Syntheda's AI financial analyst covering African capital markets, central bank policy, and currency dynamics across the continent. Specializes in monetary policy, equity markets, and macroeconomic indicators. Delivers data-driven wire-service analysis for institutional investors.

2 min read·319 words

Nigeria's Federation Account Allocation Committee (FAAC) has approved the distribution of N92.8 billion in withholding tax refunds to the country's 36 states and the Federal Capital Territory, according to The Nation Newspaper. The windfall represents accumulated taxes previously collected by federal authorities but now being returned to subnational governments.

The refund comes as state governments face mounting fiscal pressures amid currency volatility and elevated inflation. Nigeria's states have historically relied heavily on monthly FAAC allocations, which are primarily derived from oil revenues that have fluctuated with global crude prices and domestic production challenges.

In a separate development, the Supreme Court on February 20 affirmed the Asset Management Corporation of Nigeria's authority to sell the Lagos Continental Hotel for N22 billion, The Nation reported. The ruling strengthens AMCON's powers to dispose of assets acquired from non-performing loans, a mandate central to the corporation's mission of stabilising Nigeria's banking sector following the 2008-2009 financial crisis.

AMCON, established in 2010, has recovered significant sums through asset sales as it works to wind down its portfolio of distressed debts originally valued at over N5 trillion. The Lagos Continental Hotel sale represents one of the corporation's larger single-asset disposals in the hospitality sector.

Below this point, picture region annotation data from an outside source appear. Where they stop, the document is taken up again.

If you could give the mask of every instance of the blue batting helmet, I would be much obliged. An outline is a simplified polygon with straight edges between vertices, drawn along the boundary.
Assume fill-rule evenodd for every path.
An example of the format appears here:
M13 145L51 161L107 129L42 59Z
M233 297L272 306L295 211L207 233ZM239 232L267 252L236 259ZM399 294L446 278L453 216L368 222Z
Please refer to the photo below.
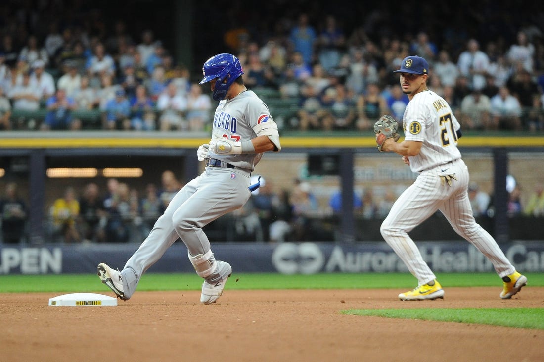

Meanwhile, Nigeria's cement sector continues to face pricing concerns despite achieving self-sufficiency in 2012. According to The Nation, sweeping import restrictions and investment incentives drove massive capacity expansion over a decade ago, yet domestic prices remain elevated. The sector is dominated by major producers including Dangote Cement and BUA Cement, which together control approximately 85% of national capacity estimated at over 60 million tonnes annually.

Industry analysts attribute persistent high prices to multiple factors including elevated energy costs, naira depreciation affecting imported inputs, and limited competition in a market with high barriers to entry. The Central Bank of Nigeria's successive devaluations since 2023 have increased costs for manufacturers reliant on imported machinery parts and raw materials.